Abstract

The philosophy of medicine and psychiatry has considered the defining of disease, illness, and disorder an important project for over three decades. Within this literature, accounts based on adaptive "functions" have been prominent, particularly in the DSM nosology. In response to this trend, Jerome Wakefield has presented a view of mental disorder as "harmful dysfunction." In this view, "harm" contributes the value-element to disorder concepts, while "dysfunction" implies a value-free foundation as long as the latter is grounded in evolutionary biology.
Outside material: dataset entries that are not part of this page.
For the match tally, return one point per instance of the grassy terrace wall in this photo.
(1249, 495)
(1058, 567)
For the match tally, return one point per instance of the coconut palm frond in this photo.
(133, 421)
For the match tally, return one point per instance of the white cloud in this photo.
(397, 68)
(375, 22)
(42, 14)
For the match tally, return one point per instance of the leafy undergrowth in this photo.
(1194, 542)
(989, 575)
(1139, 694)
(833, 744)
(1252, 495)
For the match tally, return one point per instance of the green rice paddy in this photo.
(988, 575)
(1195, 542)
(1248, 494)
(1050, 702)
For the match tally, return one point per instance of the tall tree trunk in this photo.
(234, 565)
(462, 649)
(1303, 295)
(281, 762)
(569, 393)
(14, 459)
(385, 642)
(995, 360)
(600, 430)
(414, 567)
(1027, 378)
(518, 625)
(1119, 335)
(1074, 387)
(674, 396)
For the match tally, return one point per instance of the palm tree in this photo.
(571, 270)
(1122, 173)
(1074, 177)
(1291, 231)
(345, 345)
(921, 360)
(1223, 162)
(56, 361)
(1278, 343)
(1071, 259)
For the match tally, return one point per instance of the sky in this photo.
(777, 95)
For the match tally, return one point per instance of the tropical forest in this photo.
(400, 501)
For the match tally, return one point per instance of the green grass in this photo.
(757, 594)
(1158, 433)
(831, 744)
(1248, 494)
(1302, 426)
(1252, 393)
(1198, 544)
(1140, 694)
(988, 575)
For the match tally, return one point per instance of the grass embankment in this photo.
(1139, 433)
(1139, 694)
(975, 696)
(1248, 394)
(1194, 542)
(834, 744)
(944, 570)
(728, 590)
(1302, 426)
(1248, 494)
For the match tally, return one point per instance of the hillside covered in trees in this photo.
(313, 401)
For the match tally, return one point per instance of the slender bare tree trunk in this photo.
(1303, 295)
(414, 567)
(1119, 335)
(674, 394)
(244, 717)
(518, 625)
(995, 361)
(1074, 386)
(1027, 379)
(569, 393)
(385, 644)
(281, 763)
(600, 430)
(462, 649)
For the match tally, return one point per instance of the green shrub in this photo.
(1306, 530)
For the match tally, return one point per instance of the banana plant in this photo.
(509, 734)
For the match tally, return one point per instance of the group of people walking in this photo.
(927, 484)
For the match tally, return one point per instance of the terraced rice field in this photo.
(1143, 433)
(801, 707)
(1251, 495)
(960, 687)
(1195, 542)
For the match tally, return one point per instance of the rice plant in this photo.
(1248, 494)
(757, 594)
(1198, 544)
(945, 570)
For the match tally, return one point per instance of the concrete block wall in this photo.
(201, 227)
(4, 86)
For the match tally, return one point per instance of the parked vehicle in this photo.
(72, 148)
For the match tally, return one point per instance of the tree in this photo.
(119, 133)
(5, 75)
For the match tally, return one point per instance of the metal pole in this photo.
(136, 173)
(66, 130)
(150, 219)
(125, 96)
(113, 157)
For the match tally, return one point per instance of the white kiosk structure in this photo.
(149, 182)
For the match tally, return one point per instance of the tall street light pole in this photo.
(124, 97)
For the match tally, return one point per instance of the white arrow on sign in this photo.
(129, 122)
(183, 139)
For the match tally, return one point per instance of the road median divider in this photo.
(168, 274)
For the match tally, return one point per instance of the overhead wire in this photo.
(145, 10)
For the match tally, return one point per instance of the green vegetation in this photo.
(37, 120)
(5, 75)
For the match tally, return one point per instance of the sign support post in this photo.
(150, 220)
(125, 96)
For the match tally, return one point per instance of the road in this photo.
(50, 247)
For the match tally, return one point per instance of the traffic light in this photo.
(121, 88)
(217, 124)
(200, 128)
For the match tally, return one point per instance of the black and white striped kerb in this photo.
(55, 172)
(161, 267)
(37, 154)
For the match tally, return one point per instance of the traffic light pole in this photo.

In a critical review of Wakefield's and others' functionalist arguments for disorder concepts, we make four major points: (1) functionalists fail to define function and dysfunction independent of value terms; (2) Wakefield's (in particular) view of evolutionary biology neglects the goal-directed and evaluational nature of teleological concepts; (3) even if the grounding of the dysfunction concept is accepted as value-free, this particular effort yields no practical application for contemporary psychiatric nosology; and (4) Wakefield's project assumes an ethical subjectivism that cannot sustain its value-neutral aspirations. In conclusion, we discuss the implications of our critique for psychiatric classification. We recommend a shift away from the definition of value-free disorder concepts, instead emphasizing the analysis of the logical features and the value commitments in nosological categories.